Juliane Becker (FDP) betrachtet Elektromobilität als einen wichtigen, jedoch nicht einzigen Weg. Sie setzt auf Technologieoffenheit und schließt auch E-Fuels sowie synthetische Kraftstoffe ein.

Aufgrund der starken Industrie im Wahlbezirk Stuttgart IV sollen Infrastrukturprojekte dort prioritär umgesetzt werden. Staatliche Fördergelder für Unternehmen lehnt Becker ab.

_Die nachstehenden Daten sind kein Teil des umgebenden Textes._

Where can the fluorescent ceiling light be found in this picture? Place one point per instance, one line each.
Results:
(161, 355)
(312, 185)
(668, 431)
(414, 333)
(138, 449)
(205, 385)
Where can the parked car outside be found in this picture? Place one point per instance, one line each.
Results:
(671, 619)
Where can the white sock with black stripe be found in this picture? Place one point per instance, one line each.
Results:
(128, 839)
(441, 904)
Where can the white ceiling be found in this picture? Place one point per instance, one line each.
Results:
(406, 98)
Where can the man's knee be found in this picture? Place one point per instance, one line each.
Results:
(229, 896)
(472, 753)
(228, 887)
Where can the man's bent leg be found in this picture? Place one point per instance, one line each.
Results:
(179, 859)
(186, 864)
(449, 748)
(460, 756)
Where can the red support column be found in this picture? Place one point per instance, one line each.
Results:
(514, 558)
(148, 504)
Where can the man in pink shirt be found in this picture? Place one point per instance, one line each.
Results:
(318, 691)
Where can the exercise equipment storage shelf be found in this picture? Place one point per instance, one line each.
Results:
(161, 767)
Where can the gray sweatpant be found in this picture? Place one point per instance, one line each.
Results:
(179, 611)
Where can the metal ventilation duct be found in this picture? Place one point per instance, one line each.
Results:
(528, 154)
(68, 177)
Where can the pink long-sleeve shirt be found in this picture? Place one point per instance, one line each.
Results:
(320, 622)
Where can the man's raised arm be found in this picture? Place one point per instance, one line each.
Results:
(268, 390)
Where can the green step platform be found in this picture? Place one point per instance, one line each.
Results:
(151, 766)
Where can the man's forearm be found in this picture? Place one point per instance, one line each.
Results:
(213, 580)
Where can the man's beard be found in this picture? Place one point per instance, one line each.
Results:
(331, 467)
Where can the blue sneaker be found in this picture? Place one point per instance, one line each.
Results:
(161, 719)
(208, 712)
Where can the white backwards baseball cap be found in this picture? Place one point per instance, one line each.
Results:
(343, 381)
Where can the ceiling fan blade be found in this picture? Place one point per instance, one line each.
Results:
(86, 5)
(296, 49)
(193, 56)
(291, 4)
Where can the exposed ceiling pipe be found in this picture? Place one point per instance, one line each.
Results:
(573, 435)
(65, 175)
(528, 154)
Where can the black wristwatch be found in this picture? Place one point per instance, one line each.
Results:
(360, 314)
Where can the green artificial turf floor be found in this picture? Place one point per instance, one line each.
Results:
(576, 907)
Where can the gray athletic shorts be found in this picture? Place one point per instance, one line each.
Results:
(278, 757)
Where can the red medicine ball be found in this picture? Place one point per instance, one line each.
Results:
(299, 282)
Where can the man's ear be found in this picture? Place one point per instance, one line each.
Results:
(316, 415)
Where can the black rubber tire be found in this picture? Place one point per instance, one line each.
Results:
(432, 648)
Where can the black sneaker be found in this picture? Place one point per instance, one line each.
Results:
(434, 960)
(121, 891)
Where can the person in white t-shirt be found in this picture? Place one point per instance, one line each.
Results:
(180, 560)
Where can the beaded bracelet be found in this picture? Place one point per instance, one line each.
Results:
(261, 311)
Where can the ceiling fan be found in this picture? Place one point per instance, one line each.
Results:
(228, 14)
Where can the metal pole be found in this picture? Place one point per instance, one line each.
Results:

Stattdessen setzt sie auf Bürokratieabbau: schnellere Genehmigungen, digitale Verwaltung und reduzierte Berichtspflichten sollen Investitionen erleichtern und die Gründung von Start-ups fördern.

Darüber hinaus plant Becker eine „Fachkräfte-Offensive“ mit mehr und besserer Bildung, um die Wettbewerbsfähigkeit des Wirtschaftsstandorts langfristig zu sichern.

Luna Monteiro Bailey (Die Linke) will für starke Arbeitnehmerrechte sorgen

Luna Monteiro Bailey (Die Linke) stellt die Menschen in den Mittelpunkt, nicht die Unternehmensgewinne, wie es bei der Linken im Wahlprogramm heißt. Sie setzt sich für Tarifbindungen, eine Stärkung der Gewerkschaften und die Begrenzung prekärer Beschäftigung ein.

Investitionen sollen vor allem in Gesundheit, öffentlichen Nahverkehr, Schulen und eine klimafreundliche Industrie fließen. Kleine und mittlere Unternehmen will sie durch günstige Energiepreise und bezahlbare Mieten entlasten. Finanziert werden soll dies über eine gerechtere Steuerpolitik.

Als einzige Kandidatin spricht sich Monteiro Bailey klar gegen jede Abschwächung des Verbrenner-Ausstiegs aus.